The Welfare State is paternalistic
  • The Welfare State violates a person’s right to freedom by compelling him to do things for his own benefit.
  • For example:
    • The ACA requires that a person buy health insurance or pay a penalty.
    • Social Security Retirement requires that workers pay payroll taxes, forcing them to pay into the Social Security Retirement Trust Fund.
  • John Stuart Mill’s Harm Principle (1859)
    • “The only purpose for which power can be rightfully exercised over any member of a civilized community, against his will, is to prevent harm to others. His own good, either physical or moral, is not a sufficient warrant. He cannot rightfully be compelled to do or forbear because it will be better for him to do so, because it will make him happier, because, in the opinions of others, to do so would be wise or even right.”
  • Sometimes it’s permissible to force a person to do something solely for his own good.  For example,
    • Police restraining a person on LSD who’s about to jump from a skyscraper
    • Police restraining a deaf jogger about to cross a bridge on the verge of collapse.
  • Rights are in general prima facie, not absolute. i.e. they can be overridden or outweighed by other considerations.  Having a right to an adequate standard of living is more basic and important than the right against being compelled to act in one’s self-interest.  The former right thus overrides the latter.
WS requires a vast bureaucracy, inefficient and subject to fraud
  • The welfare state requires a vast bureaucracy that’s costly, inefficient, and subject to large-scale fraud.
  • Ideas for improving bureaucratic functioning
    • Consolidate and streamline the myriad programs and agencies that make up the welfare state.
    • Outsource appropriate functions.
    • Replace paperwork with digital technology
    • Universal Basic Income
      • Dismantle the Welfare State bureaucracy and, instead, pay every citizen, working or not, an annual “paycheck” sufficient to support an adequate minimum standard of living
The Welfare State leads to Socialism
  • Conscience of a Conservatism 1960, Barry Goldwater, pages 48-49
    • “The collectivists have not abandoned their ultimate goal — to subordinate the individual to the State — but their strategy has changed. They have learned that Socialism can be achieved through Welfarism quite as well as through Nationalization.”

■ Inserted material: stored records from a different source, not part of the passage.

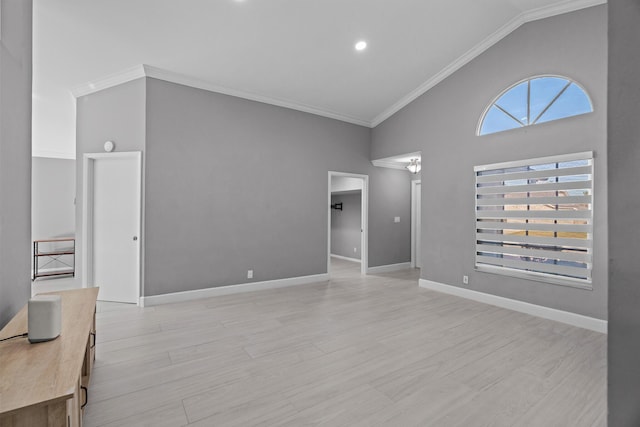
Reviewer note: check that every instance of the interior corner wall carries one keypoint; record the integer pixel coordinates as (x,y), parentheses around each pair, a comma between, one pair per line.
(346,225)
(116,114)
(15,156)
(233,185)
(442,124)
(624,204)
(52,199)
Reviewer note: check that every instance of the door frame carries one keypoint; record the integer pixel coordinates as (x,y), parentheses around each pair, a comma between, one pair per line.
(88,165)
(414,219)
(364,220)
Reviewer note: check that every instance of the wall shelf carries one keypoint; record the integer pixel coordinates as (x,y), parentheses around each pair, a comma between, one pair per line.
(52,252)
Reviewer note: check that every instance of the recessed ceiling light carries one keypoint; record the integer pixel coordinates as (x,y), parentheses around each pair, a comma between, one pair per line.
(361,45)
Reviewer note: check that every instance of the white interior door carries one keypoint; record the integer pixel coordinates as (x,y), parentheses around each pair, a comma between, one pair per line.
(116,227)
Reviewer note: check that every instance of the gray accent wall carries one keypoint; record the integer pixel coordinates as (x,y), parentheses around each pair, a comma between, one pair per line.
(15,156)
(624,211)
(442,125)
(116,114)
(233,185)
(346,225)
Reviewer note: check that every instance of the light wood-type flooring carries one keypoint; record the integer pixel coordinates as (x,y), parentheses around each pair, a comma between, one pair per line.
(354,351)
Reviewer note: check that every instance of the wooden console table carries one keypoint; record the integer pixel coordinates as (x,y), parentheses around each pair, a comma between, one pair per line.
(45,384)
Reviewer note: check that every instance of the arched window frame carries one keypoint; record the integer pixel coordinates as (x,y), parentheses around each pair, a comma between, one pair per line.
(528,79)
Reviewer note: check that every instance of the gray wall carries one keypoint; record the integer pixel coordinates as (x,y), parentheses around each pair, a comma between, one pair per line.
(442,124)
(346,225)
(116,114)
(52,193)
(624,205)
(15,156)
(233,185)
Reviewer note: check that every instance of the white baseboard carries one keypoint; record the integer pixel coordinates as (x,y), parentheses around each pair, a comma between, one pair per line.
(228,290)
(567,317)
(346,258)
(388,268)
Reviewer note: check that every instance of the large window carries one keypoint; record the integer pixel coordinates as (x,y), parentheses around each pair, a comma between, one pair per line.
(536,100)
(534,218)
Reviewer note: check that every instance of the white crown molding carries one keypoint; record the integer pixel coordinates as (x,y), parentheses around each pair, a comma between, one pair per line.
(140,71)
(383,163)
(573,319)
(111,80)
(229,290)
(144,70)
(505,30)
(53,154)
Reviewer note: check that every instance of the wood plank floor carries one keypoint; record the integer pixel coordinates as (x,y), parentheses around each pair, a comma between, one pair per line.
(354,351)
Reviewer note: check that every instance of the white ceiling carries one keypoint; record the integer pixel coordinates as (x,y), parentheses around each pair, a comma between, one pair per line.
(298,53)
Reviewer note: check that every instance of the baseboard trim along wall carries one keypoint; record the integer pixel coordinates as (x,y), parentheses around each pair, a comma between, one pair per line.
(388,268)
(346,258)
(569,318)
(231,289)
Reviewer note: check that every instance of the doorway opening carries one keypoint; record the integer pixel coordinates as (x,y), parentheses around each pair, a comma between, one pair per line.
(416,224)
(111,222)
(347,231)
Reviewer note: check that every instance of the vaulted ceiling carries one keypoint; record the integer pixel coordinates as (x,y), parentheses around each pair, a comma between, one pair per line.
(296,53)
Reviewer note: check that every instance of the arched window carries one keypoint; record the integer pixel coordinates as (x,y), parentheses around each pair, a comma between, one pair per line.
(535,100)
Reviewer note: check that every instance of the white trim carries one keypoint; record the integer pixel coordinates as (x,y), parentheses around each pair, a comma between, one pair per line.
(231,289)
(364,219)
(382,163)
(574,319)
(111,80)
(87,213)
(414,220)
(144,70)
(344,258)
(389,268)
(392,162)
(54,154)
(505,30)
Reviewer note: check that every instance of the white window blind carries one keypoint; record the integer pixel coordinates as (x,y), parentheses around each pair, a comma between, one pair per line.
(534,218)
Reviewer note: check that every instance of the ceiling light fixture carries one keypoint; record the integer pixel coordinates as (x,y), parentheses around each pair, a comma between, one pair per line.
(414,166)
(361,45)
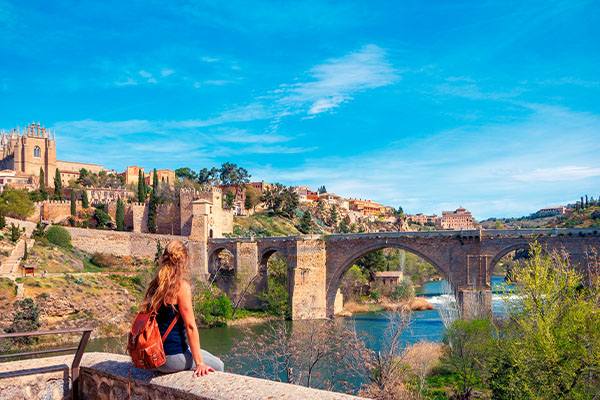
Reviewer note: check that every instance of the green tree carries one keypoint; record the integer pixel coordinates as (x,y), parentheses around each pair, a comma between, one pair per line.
(59,236)
(306,222)
(120,215)
(275,296)
(252,199)
(141,187)
(57,186)
(228,199)
(73,203)
(344,225)
(333,216)
(469,351)
(551,350)
(102,218)
(186,173)
(43,188)
(15,232)
(206,176)
(85,203)
(211,306)
(25,318)
(16,203)
(152,205)
(158,254)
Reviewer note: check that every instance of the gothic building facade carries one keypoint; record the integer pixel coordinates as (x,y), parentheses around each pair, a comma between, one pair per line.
(29,150)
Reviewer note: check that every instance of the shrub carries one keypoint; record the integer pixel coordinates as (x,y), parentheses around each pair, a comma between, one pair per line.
(212,307)
(404,290)
(25,318)
(59,236)
(102,218)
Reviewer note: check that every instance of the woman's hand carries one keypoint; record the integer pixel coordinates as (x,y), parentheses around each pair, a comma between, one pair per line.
(203,369)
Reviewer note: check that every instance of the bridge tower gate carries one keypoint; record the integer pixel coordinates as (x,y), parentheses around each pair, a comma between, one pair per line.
(307,279)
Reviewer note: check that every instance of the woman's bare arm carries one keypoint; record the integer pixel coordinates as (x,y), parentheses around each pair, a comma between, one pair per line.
(184,299)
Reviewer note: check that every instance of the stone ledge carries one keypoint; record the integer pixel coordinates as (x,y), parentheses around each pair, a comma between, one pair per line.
(106,376)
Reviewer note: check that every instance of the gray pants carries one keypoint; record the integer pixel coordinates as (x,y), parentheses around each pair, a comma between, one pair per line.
(185,362)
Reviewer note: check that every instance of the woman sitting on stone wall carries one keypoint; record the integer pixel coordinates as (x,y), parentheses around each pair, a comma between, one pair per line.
(170,295)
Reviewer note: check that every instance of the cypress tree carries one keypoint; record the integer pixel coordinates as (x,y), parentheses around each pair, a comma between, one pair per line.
(152,204)
(85,203)
(141,187)
(120,216)
(57,186)
(43,189)
(73,203)
(306,222)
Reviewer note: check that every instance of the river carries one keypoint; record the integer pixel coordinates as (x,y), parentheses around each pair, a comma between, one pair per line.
(426,325)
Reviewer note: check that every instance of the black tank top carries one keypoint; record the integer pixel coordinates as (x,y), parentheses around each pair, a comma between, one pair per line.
(175,342)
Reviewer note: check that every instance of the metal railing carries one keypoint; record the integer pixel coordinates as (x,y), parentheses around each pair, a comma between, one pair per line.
(85,335)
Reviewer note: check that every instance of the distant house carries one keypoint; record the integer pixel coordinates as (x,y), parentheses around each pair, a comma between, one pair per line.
(367,207)
(388,279)
(457,220)
(560,210)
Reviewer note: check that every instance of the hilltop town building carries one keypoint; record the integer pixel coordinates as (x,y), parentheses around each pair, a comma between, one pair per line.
(457,220)
(164,175)
(560,210)
(16,180)
(305,195)
(366,207)
(25,152)
(29,150)
(421,219)
(131,174)
(388,279)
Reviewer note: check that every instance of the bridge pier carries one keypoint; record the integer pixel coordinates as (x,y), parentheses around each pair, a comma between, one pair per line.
(474,303)
(307,279)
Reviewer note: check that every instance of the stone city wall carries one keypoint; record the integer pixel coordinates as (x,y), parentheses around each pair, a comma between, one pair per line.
(136,245)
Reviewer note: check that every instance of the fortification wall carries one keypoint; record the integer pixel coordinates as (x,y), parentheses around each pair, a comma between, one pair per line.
(136,244)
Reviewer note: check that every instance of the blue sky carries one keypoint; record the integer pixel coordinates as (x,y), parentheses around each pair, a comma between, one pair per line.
(492,105)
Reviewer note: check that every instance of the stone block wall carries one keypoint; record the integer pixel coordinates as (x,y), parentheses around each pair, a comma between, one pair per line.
(136,245)
(105,376)
(34,379)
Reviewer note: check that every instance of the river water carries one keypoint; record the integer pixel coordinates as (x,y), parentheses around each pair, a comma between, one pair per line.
(426,325)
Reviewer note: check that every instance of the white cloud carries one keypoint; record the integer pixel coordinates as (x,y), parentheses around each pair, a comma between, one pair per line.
(337,80)
(558,174)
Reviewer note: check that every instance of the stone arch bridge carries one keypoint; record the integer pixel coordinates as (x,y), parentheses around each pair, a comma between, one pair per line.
(316,264)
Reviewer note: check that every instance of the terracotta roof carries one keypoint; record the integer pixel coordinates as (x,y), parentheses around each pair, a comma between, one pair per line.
(389,274)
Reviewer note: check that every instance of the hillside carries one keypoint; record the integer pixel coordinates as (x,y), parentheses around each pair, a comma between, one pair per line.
(78,289)
(582,218)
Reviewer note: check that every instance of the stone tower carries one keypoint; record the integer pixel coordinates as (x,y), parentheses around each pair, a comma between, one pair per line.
(29,150)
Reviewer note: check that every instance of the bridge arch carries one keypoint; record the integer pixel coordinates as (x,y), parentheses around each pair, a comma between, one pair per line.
(517,246)
(335,279)
(213,255)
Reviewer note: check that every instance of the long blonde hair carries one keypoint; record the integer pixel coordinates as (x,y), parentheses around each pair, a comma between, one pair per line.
(173,267)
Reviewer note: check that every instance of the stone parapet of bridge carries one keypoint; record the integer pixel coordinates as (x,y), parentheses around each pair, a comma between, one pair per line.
(105,376)
(317,263)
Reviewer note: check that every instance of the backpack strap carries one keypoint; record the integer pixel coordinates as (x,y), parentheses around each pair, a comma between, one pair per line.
(170,327)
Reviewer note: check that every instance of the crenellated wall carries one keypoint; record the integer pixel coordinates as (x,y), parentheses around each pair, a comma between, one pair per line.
(136,245)
(212,219)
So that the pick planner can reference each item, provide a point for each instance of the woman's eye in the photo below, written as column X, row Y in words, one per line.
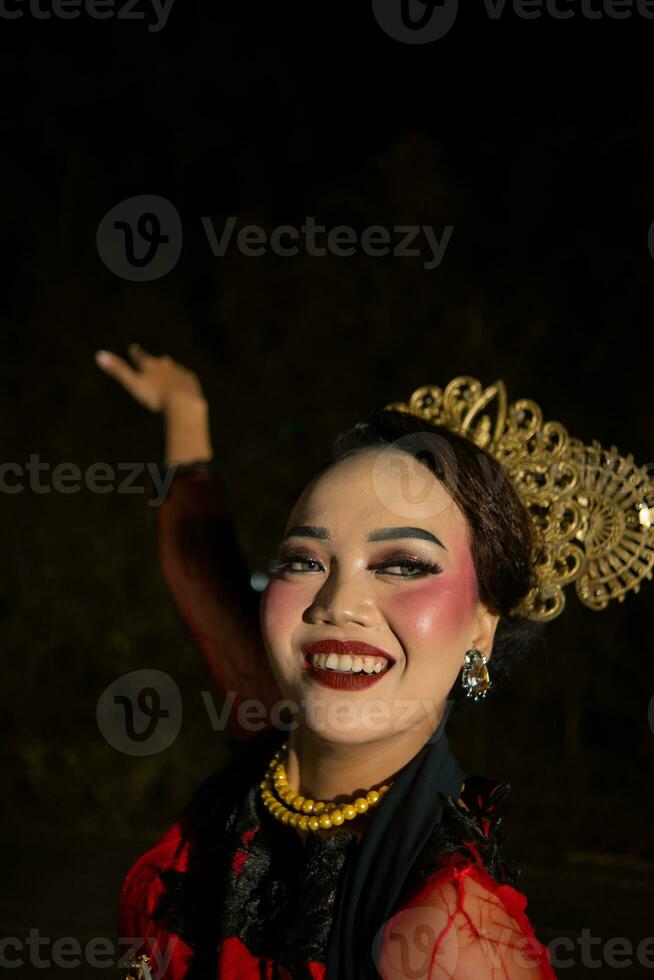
column 417, row 568
column 291, row 563
column 302, row 565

    • “Socialism-through-Welfarism poses a far greater danger to freedom than Socialism-through-Nationalization precisely because it is more difficult to combat.”
  • Ronald Reagan Speaks Out Against Socialized Medicine
    • On a 1961 10-minute LP record Reagan warns that if his listeners do not stop a proposed medical program (a precursor to Medicare), “behind it will come other government programs that will invade every area of freedom as we have known it in this country until one day as Norman Thomas said we will wake to find that we have socialism.” Under this scenario, Reagan says, “We are going to spend our sunset years telling our children and our children’s children, what it once was like in America when men were free.”
  • Evaluation of Socialism Argument
    • Pace Goldwater and Reagan, Medicare has not led to socialism and loss of freedom. (pacewith all due respect or courtesy to)
    • As note earlier, Welfare Statism isn’t Socialism
    • Welfare Statism doesn’t lead to Socialism
      • Example of Germany (britannica.com/place/Germany)
        • Germany’s system of social benefits is among the world’s most elaborate and all-embracing. 
        • Although the free market operates in Germany, the federal government plays an important role in the economy.
The Welfare State stifles economic growth
  • Argument
    • Large taxes on entrepreneurs stifle economic growth
  • Objection
    • GDP of welfare states compares with that of US
  • CIA World Fact Book
The Welfare State creates a moral hazard
  • Argument
    • The WS creates a moral hazard, i.e. people are more inclined to take unwarranted risks because they can rely on social insurance if things go south.
  • Objection
    • People are also more inclined to take calculated risks, e.g. starting a company.